Now picture that drone with two seats, 18 rotors, and a joystick, ready to carry you and a friend anywhere you want to go. That’s the Volocopter, now in development in Germany by e-Volo.
The prototype flew for the first time, remotely piloted, in 2013, and now the team is working toward the first manned flight, sometime in the next few months.
The Volocopter has the potential to bring together many features we expect in a true flying car of the future: It’s simple to fly. It’s stable. Its 18 rotors provide a lot of redundancy against system failures. It doesn’t require a runway and it’s powered by batteries, making it emissions-free (especially if you charge them with renewable energy). OK, fine, strictly speaking it isn’t a flying car, because you can’t drive it on the ground, but who cares? It flies.

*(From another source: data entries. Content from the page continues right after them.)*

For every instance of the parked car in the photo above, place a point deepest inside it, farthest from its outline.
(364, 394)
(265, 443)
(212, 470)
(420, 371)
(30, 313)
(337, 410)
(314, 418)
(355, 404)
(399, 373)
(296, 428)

The e-Volo team is working on an upgrade of the entire system in preparation for that first manned flight. The structure and architecture are essentially the same as they were in 2013, but the inner workings have been thoroughly upgraded. “We’re assembling a new electronic flight-control system, and a new battery system,” says CEO Alexander Zosel.
“Our cockpit has a lot of new features,” he says. “The heart of the system, the electronics, is completely new, and there is more power to the propellers.” The company is working with the German government to revise current aviation rules, which don’t have a category for a light sport multicopter. “That process is going forward hand in hand with the certification process,” says Zosel.
The initial two-seat design uses battery packs, with a flight-time duration of only about 20 to 30 minutes. It will be certified for sport flying, Zosel says, and he plans to sell the copters for about $340,000. He’s also working to develop a hybrid power system that would extend flight time to over one hour. But that’s just the beginning of Zosel’s vision. “The aim is to change the mobility for a lot of people, not only for fun,” he says. “For transportation, and for getting work done.”
Zosel envisions a larger version for commercial use that could carry four to six people. The aviation rules will have to change to allow that, but Zosel believes that will happen over the next decade or so. “New rules will make it easier to sell this kind of aircraft, and there will be a big future market for us,” he says.
Zosel won’t share new photos of the copter—“we’re in stealth mode”—but promises that for the first manned flight, e-Volo will “have cameras everywhere, on the aircraft, in the aircraft, aerial cameras on drones, and video too.” They’ll be flying outside this time, he said, unlike the first remotely-piloted flight, which took place inside a hangar.
By next summer, Zosel hopes to bring the aircraft to EAA AirVenture in Oshkosh, Wisconsin, the biggest air show in the world. “That’s my aim,” he says. “That’s my dream.”
And if he can make it happen, we all might finally realize the dream of ditching our cars, and take the Volocopter everywhere we want to go.